Ⅰ 事案の概要
被告会社は、タクシー事業等を行うことを目的とする株式会社です。被告会社と、被告会社に雇用される乗務員であった原告らが組織する原告労働組合(以下、「原告組合」といいます。)との間では、本件以前から、労働協約の一方的解約などを巡って対立が続いていました。被告会社は、経営不振が続いており、平成20年度に大きな営業損失を出して以降、さらに3期連続で営業損失が続き、乗務員等に支払う給与等だけで運送収入の80%の割合を占める状況にありました。

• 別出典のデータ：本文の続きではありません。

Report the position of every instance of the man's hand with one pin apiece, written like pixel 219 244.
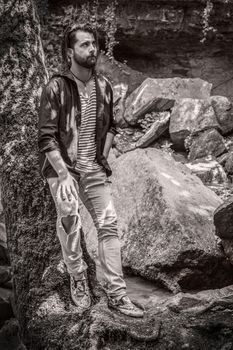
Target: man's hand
pixel 67 188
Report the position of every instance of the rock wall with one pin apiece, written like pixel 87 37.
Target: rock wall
pixel 163 39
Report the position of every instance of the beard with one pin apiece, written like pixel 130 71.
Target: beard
pixel 88 62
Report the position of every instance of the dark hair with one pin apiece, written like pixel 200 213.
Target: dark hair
pixel 69 39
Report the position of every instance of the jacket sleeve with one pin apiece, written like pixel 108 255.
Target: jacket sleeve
pixel 112 122
pixel 49 117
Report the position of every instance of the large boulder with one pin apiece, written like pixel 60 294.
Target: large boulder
pixel 223 110
pixel 208 170
pixel 155 131
pixel 188 116
pixel 160 94
pixel 208 142
pixel 165 222
pixel 223 219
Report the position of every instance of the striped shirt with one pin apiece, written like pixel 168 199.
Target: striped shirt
pixel 86 155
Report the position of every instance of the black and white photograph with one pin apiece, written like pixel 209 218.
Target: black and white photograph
pixel 116 175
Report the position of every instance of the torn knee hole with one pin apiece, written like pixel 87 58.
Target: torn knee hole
pixel 69 223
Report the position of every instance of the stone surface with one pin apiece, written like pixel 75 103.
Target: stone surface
pixel 165 218
pixel 208 142
pixel 119 98
pixel 155 131
pixel 223 219
pixel 208 170
pixel 160 94
pixel 223 110
pixel 6 311
pixel 229 163
pixel 190 115
pixel 227 245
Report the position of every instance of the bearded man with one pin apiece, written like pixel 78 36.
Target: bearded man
pixel 76 131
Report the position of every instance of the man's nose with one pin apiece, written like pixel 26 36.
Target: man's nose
pixel 92 48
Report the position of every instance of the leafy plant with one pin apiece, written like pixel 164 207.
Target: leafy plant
pixel 54 25
pixel 206 20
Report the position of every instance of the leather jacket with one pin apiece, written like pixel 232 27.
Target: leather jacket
pixel 60 119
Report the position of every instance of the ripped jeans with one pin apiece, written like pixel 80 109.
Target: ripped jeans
pixel 94 191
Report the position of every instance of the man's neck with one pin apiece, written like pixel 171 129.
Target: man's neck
pixel 81 73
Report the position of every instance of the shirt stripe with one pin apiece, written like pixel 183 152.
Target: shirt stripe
pixel 86 155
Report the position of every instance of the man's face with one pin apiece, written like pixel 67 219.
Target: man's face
pixel 84 52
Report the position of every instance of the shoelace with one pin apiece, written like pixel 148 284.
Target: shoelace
pixel 79 286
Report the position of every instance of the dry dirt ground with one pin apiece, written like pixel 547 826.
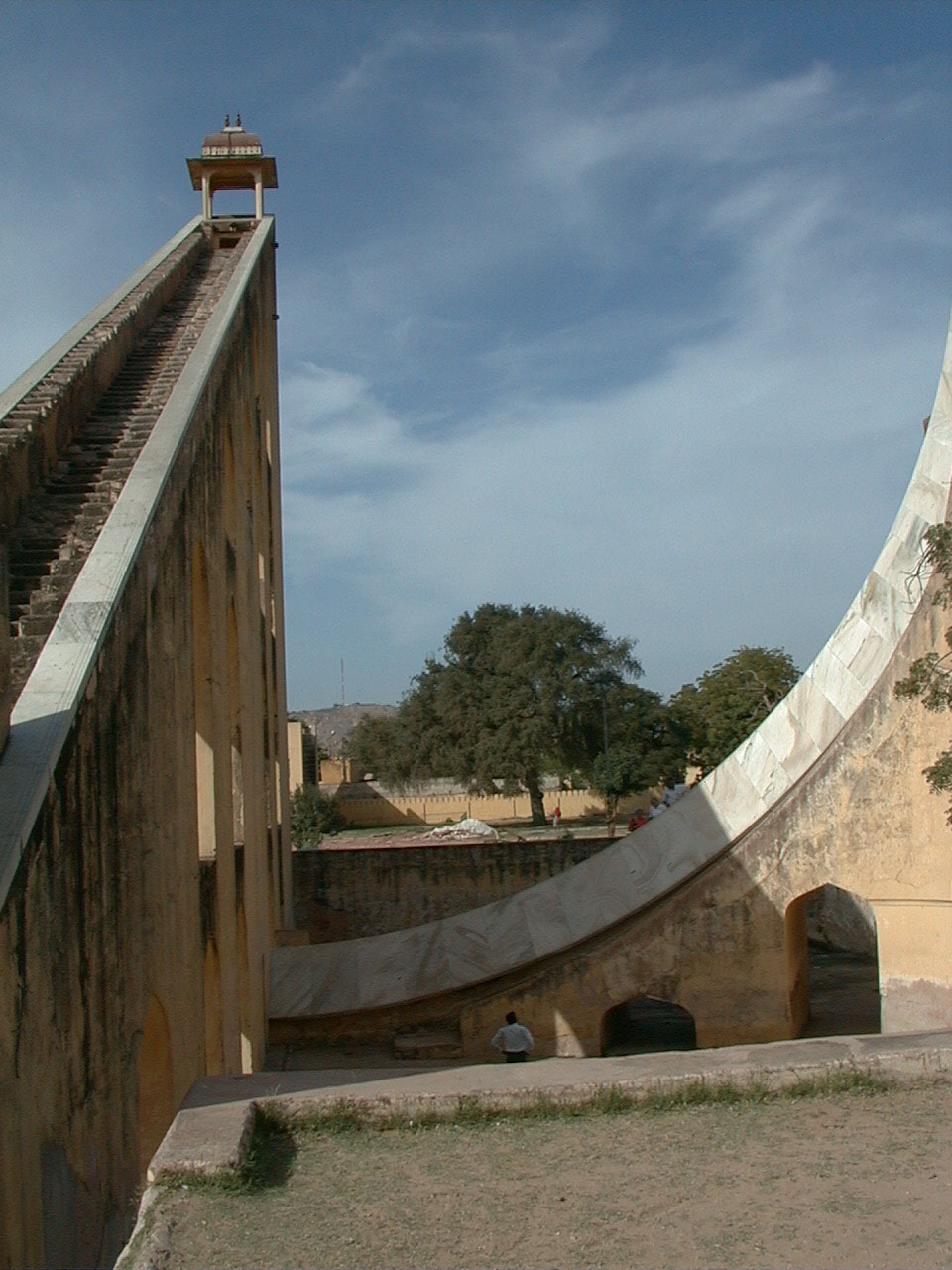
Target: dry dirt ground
pixel 839 1180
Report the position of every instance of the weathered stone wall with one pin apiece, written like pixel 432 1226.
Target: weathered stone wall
pixel 344 894
pixel 135 934
pixel 366 804
pixel 729 945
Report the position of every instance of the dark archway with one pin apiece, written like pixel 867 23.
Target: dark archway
pixel 833 964
pixel 647 1025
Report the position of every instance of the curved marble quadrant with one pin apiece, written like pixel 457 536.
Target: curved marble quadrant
pixel 313 980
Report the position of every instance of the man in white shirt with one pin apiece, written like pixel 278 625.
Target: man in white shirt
pixel 513 1040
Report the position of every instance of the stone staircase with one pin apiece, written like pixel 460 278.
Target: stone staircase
pixel 61 520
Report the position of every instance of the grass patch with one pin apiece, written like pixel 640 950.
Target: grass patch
pixel 474 1112
pixel 273 1143
pixel 267 1164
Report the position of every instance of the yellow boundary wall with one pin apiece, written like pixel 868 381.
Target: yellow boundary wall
pixel 365 808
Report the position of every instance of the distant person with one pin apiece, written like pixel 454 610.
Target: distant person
pixel 513 1040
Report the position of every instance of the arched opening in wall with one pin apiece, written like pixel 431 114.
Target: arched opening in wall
pixel 213 1035
pixel 238 769
pixel 645 1025
pixel 244 994
pixel 157 1097
pixel 204 708
pixel 832 964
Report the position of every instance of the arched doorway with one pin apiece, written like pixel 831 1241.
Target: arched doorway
pixel 645 1025
pixel 157 1096
pixel 833 966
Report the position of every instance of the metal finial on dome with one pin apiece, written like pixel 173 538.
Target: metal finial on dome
pixel 232 159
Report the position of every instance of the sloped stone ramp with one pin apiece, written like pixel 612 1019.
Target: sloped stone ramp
pixel 699 906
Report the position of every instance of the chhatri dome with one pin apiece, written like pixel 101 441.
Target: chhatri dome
pixel 232 159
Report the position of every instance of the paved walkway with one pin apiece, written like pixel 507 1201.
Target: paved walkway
pixel 212 1129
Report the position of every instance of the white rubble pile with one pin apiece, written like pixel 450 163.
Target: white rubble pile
pixel 466 828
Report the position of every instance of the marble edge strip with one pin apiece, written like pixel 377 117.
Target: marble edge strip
pixel 48 706
pixel 470 948
pixel 26 382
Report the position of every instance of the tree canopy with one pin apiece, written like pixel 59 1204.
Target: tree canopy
pixel 645 746
pixel 312 816
pixel 930 677
pixel 720 708
pixel 518 693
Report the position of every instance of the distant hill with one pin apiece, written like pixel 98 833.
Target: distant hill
pixel 333 725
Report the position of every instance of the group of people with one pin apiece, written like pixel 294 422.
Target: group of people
pixel 657 807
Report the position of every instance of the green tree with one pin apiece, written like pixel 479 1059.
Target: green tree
pixel 642 746
pixel 930 677
pixel 517 694
pixel 720 708
pixel 312 816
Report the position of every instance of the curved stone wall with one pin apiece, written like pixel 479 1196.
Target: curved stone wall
pixel 515 934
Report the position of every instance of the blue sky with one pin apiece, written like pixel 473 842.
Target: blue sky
pixel 634 309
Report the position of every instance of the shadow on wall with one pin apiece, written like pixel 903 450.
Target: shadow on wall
pixel 157 1100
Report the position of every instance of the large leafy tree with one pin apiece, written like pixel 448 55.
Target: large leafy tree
pixel 642 746
pixel 930 677
pixel 720 708
pixel 518 693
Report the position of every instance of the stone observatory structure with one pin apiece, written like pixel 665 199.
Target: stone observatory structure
pixel 705 908
pixel 144 849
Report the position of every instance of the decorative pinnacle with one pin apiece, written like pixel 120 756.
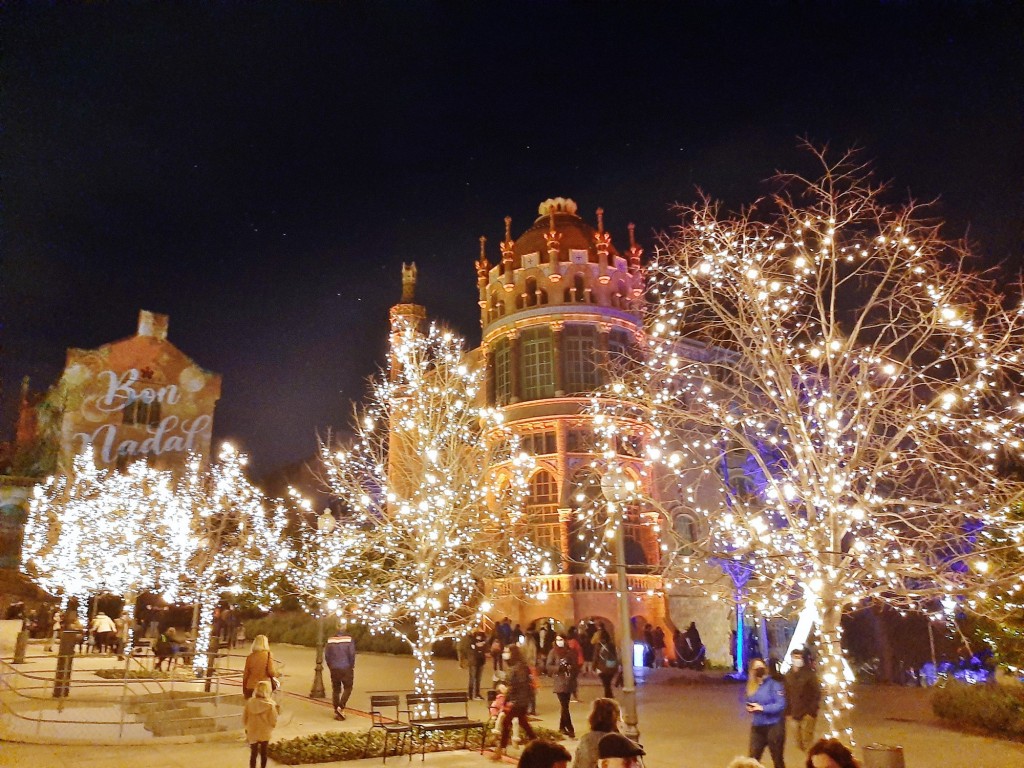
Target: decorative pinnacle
pixel 408 283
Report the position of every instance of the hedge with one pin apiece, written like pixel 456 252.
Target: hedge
pixel 122 674
pixel 300 629
pixel 993 709
pixel 337 745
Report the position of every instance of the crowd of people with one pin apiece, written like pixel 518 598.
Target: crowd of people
pixel 519 658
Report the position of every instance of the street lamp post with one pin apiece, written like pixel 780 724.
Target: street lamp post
pixel 615 485
pixel 325 524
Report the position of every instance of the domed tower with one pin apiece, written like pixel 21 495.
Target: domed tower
pixel 559 310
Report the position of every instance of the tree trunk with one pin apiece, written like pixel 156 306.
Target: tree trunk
pixel 880 616
pixel 423 652
pixel 838 695
pixel 204 632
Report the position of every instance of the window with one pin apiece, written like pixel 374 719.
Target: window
pixel 685 527
pixel 578 288
pixel 535 295
pixel 538 369
pixel 538 443
pixel 580 441
pixel 542 511
pixel 582 373
pixel 143 414
pixel 503 372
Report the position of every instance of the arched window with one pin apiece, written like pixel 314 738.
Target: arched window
pixel 542 511
pixel 685 527
pixel 587 501
pixel 580 358
pixel 530 291
pixel 502 363
pixel 537 364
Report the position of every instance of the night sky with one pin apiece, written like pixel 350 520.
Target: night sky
pixel 258 171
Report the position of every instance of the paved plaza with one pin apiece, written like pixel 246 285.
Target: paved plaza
pixel 683 725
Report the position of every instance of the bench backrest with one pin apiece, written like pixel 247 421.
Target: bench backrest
pixel 428 705
pixel 379 702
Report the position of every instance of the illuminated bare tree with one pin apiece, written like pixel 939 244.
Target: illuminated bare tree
pixel 193 538
pixel 96 529
pixel 851 396
pixel 433 485
pixel 237 540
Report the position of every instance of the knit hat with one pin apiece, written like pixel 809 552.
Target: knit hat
pixel 616 745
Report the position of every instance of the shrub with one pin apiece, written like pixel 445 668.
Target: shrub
pixel 121 674
pixel 338 745
pixel 300 629
pixel 993 709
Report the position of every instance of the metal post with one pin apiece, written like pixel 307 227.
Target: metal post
pixel 317 690
pixel 630 718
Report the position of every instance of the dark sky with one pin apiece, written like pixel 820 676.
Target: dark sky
pixel 259 170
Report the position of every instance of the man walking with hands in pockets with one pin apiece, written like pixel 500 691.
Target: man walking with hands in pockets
pixel 340 657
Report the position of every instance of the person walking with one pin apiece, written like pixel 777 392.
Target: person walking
pixel 830 753
pixel 603 720
pixel 340 657
pixel 803 696
pixel 259 717
pixel 572 643
pixel 562 667
pixel 605 662
pixel 102 631
pixel 766 705
pixel 543 754
pixel 259 667
pixel 520 687
pixel 658 645
pixel 615 751
pixel 496 647
pixel 476 656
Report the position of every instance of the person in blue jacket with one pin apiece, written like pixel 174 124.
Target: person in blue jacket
pixel 340 657
pixel 766 705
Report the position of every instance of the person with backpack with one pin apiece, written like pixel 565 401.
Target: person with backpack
pixel 606 663
pixel 563 666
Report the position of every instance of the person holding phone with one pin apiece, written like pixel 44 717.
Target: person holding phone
pixel 766 706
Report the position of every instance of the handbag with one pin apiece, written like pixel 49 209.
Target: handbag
pixel 274 682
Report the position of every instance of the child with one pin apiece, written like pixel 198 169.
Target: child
pixel 497 708
pixel 259 718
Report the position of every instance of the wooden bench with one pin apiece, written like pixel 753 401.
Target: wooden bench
pixel 449 711
pixel 385 714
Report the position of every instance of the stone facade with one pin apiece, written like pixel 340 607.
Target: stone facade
pixel 560 308
pixel 140 397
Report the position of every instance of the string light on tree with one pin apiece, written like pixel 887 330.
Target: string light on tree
pixel 837 396
pixel 432 485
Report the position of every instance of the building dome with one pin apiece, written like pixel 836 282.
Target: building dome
pixel 560 260
pixel 559 215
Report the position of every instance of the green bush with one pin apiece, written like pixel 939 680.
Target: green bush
pixel 993 709
pixel 300 629
pixel 121 674
pixel 337 745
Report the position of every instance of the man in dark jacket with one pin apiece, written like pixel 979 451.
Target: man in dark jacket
pixel 803 694
pixel 340 657
pixel 476 656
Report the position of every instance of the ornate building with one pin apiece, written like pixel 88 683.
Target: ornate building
pixel 559 309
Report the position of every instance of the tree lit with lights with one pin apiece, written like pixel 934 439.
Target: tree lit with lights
pixel 849 389
pixel 189 538
pixel 429 520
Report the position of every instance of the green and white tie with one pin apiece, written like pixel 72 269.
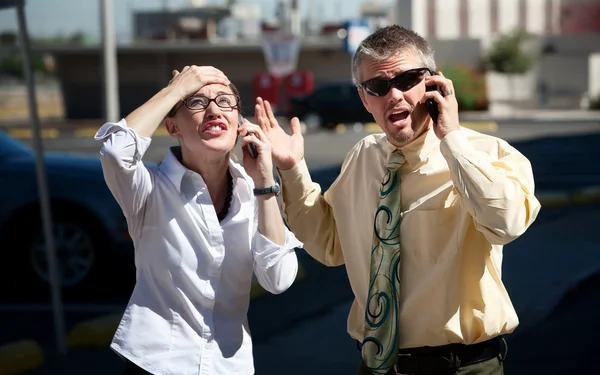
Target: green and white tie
pixel 380 345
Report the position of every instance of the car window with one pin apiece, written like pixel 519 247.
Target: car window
pixel 10 146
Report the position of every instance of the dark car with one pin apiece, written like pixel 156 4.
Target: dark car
pixel 89 228
pixel 330 104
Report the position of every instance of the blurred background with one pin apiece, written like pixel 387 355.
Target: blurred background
pixel 527 71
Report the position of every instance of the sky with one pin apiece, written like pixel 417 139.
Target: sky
pixel 47 18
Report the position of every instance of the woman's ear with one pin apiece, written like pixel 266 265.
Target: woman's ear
pixel 172 128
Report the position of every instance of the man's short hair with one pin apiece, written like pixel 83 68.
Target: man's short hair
pixel 389 41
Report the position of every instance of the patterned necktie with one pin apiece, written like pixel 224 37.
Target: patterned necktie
pixel 380 345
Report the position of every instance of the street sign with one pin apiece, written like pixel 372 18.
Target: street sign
pixel 281 52
pixel 356 32
pixel 10 3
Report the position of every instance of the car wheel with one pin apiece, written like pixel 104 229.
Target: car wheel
pixel 80 249
pixel 75 254
pixel 313 121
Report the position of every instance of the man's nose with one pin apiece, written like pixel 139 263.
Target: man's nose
pixel 396 95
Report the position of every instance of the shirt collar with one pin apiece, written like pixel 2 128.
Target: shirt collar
pixel 416 151
pixel 174 170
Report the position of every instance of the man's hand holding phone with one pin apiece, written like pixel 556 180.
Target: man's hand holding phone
pixel 444 99
pixel 256 150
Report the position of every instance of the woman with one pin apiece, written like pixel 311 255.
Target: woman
pixel 200 224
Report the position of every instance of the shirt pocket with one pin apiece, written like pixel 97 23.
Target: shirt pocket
pixel 431 236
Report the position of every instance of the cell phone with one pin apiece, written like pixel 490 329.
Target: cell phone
pixel 431 104
pixel 251 147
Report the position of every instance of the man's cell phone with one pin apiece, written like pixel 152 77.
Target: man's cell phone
pixel 432 105
pixel 251 147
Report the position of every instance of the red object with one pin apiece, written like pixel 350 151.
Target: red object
pixel 267 86
pixel 298 83
pixel 580 17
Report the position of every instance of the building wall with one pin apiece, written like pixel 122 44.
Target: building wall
pixel 141 73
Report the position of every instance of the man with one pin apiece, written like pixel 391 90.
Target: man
pixel 418 215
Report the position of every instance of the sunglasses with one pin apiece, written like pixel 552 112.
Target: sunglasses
pixel 403 82
pixel 200 103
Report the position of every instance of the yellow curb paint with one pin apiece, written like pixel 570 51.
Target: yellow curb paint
pixel 94 333
pixel 20 356
pixel 26 133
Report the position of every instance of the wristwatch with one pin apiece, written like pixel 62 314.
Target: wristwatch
pixel 275 189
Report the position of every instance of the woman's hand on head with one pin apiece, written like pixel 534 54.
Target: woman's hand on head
pixel 192 78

また、平成23年7月には、賞与及び給与等の支払も困難な状況となり、同年7月及び8月に被告会社の役員から合計1900万円の借り入れを行って、従業員の給与等を支払っていました。
こうした中で、被告会社は、平成23年8月17日に臨時株主総会を開催し、同年10月31日を以て被告会社を解散することを全会一致で決議(以下、「本件解散決議」といいます。)し、同年10月31日にも株主総会を再度開催して解散を確認し、その旨の登記を了しました(以下、「本件解散」といいます。)。本件解散決議を受けて、被告会社は、平成23年8月19日、原告らを含む全従業員に対し、同年10月31日を以て整理解雇する旨の解雇予告通知を行い、原告組合に対しても、本件解散決議を行ったこと、本件解散の日を以て全従業員を整理解雇(以下、「本件各整理解雇」といいます。)すること、及び同年8月19日付で解雇予告を全従業員に通知したこと等を記載した書面を送付しました。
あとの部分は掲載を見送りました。